NEVER feed cooked bones, they are really harmful to ferrets, they can shatter and get lodged in the throat I believe (just like with dogs). Give them raw, the ferrets teeth should be strong enough to chomp through them. Feeding raw bones keeps their teeth healthy and they seem to love them.

Peace
Akai-Chan


----------



## cassie01 (Jul 11, 2008)

yes mine loves them raw


----------



## Marcia (Mar 10, 2009)

Akai-Chan said:


> NEVER feed cooked bones, they are really harmful to ferrets, they can shatter and get lodged in the throat I believe (just like with dogs). Give them raw, the ferrets teeth should be strong enough to chomp through them.
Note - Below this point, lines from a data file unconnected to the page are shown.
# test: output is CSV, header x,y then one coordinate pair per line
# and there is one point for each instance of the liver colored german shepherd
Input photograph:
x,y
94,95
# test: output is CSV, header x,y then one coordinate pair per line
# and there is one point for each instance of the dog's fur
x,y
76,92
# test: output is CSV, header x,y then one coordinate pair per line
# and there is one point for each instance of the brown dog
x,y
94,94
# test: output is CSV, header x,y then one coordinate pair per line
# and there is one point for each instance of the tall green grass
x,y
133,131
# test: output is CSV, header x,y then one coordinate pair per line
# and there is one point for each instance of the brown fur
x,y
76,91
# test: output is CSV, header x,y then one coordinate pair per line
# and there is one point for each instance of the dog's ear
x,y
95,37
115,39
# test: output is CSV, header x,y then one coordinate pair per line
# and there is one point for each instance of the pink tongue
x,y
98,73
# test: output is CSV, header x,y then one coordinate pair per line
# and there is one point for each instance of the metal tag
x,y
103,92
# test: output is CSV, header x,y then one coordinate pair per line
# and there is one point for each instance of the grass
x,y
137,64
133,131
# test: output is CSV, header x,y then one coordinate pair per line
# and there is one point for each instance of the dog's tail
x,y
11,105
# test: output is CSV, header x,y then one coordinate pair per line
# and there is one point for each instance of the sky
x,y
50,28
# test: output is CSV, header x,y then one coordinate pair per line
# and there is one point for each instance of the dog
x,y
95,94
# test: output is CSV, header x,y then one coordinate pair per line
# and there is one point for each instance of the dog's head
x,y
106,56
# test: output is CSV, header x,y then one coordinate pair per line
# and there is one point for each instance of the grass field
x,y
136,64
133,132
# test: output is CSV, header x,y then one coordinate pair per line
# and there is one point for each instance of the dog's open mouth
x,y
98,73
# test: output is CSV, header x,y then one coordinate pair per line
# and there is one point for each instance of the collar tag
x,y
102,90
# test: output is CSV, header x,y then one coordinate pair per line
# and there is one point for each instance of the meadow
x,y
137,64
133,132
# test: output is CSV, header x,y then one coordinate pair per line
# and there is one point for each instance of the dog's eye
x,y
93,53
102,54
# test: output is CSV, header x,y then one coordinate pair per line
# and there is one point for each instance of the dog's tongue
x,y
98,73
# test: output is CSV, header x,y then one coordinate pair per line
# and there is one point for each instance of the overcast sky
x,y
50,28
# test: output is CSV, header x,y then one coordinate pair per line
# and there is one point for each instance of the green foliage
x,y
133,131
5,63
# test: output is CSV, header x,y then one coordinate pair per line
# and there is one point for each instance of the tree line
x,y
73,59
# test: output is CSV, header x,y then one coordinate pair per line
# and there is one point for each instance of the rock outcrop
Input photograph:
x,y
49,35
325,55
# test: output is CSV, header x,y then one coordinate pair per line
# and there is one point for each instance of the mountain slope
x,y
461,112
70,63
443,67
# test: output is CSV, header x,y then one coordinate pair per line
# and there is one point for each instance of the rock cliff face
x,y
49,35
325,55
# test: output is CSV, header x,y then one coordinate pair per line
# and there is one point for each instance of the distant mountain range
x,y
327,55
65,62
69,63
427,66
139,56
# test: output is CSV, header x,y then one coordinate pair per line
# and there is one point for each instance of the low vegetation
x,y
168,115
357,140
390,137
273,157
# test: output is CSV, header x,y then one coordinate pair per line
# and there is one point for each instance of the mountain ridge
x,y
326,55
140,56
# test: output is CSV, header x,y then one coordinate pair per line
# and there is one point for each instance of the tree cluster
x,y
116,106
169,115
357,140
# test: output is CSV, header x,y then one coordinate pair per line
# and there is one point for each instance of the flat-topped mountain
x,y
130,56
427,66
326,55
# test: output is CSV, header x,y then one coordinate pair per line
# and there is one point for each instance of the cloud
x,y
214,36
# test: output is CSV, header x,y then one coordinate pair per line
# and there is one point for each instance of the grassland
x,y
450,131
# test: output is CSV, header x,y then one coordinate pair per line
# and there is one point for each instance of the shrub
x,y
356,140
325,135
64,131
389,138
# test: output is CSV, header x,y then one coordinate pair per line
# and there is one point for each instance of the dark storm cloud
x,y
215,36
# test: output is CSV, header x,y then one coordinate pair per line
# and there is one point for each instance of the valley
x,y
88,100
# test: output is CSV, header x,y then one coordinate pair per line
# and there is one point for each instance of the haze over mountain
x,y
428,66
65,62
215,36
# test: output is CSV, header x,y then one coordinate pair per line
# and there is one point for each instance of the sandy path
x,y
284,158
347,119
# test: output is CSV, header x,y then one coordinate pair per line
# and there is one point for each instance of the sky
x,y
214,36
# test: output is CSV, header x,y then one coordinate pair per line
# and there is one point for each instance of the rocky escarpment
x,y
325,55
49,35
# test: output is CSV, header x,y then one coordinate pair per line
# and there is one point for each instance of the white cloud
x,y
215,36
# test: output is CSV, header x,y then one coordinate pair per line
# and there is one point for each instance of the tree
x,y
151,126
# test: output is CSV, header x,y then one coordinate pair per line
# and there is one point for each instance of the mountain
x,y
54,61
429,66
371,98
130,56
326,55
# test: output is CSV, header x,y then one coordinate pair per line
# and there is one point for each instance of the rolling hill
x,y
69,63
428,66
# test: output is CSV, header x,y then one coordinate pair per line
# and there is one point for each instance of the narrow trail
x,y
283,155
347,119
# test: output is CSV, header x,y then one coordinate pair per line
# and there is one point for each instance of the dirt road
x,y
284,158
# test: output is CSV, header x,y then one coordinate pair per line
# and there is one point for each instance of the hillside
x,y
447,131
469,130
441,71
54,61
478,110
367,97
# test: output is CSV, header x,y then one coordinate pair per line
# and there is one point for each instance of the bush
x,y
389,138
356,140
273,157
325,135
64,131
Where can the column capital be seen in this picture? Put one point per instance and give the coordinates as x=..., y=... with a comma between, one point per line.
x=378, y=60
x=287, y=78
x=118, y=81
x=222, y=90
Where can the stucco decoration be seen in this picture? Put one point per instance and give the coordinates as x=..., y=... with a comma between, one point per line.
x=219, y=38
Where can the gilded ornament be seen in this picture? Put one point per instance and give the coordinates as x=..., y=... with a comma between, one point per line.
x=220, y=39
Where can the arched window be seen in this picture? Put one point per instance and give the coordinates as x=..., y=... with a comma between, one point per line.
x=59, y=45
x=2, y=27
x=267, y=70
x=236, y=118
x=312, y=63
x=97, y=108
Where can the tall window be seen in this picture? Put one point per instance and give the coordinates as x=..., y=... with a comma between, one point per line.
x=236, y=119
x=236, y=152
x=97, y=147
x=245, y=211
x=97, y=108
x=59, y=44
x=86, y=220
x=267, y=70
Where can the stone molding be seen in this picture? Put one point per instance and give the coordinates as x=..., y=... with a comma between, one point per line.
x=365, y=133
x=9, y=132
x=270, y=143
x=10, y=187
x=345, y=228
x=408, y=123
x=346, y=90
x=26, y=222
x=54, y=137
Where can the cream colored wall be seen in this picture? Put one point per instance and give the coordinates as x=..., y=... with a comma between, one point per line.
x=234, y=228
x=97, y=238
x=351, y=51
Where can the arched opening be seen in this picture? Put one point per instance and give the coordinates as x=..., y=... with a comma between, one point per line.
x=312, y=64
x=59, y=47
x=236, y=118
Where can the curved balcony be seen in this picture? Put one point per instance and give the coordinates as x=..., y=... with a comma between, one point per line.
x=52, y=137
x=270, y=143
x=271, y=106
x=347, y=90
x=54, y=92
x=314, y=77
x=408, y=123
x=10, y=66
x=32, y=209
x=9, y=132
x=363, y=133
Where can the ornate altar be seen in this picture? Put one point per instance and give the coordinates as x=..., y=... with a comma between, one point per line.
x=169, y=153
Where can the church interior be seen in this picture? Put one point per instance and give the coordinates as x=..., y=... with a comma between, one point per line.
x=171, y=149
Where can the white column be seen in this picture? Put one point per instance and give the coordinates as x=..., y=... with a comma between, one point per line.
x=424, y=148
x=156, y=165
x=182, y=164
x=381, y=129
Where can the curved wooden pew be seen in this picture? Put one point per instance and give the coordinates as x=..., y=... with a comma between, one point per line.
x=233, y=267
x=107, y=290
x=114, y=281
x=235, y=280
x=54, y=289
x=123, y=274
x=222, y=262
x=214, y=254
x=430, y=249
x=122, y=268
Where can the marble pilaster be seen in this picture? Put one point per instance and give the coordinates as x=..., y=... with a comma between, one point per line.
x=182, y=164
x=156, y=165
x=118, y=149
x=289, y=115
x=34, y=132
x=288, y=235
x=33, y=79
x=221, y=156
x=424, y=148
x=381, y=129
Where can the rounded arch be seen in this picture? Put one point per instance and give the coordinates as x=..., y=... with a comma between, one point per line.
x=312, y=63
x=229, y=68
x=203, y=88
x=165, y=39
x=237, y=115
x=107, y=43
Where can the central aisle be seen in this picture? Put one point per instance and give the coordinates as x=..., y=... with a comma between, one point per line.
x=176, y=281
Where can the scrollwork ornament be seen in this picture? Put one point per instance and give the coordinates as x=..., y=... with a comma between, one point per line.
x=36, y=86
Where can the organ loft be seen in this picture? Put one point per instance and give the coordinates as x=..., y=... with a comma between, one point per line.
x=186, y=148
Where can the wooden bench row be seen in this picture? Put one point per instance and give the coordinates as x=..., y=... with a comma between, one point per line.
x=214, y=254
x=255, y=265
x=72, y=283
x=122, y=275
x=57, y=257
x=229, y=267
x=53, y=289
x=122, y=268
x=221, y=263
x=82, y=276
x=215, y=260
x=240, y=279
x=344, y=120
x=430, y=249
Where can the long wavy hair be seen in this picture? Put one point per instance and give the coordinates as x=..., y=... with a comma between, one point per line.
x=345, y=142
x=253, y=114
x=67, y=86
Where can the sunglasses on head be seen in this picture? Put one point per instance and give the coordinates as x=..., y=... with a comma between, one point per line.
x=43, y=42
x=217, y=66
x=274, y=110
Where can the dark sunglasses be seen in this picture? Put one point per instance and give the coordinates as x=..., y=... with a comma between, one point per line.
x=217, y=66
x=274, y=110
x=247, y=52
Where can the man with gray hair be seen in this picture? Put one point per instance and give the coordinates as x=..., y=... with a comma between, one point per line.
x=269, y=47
Feeding raw bones keeps their teeth healthy and they seem to love them.
> 
> Peace
> Akai-Chan


Thanks 

I always feed raw but i have never tried chicken wings so i thought i'd ask to be on the safe side


----------



## Akai-Chan (Feb 21, 2009)

Any bones need to be fed raw  any cooked bones can and will probably hurt them.

Peace
Akai-Chan


----------



## Guest (Jul 27, 2009)

Akai-Chan said:


> Any bones need to be fed raw  any cooked bones can and will probably hurt them.
> 
> Peace
> Akai-Chan


ya cant beat a bit a raw meat:smilewinkgrin:


----------



## Akai-Chan (Feb 21, 2009)

Oh Bordie, behave :blushing:

Peace
Akai-Chan


----------



## Pampered pets (Jun 20, 2009)

you may find you need to cut them up into smaller pieces, many ferrets tend to stash whole wings but will eat them if they are cut up, except the kits who demolish everything in sight lol

oh and ferrets dont tend to suffer from worms, but wings are just about the best thing to keep teeth clean.


----------



## Marcia (Mar 10, 2009)

Pampered pets said:


> you may find you need to cut them up into smaller pieces, many ferrets tend to stash whole wings but will eat them if they are cut up, except the kits who demolish everything in sight lol
> 
> oh and ferrets dont tend to suffer from worms, but wings are just about the best thing to keep teeth clean.


At the show, i got told by one of the judges that they needed to be wormed every 6 months


----------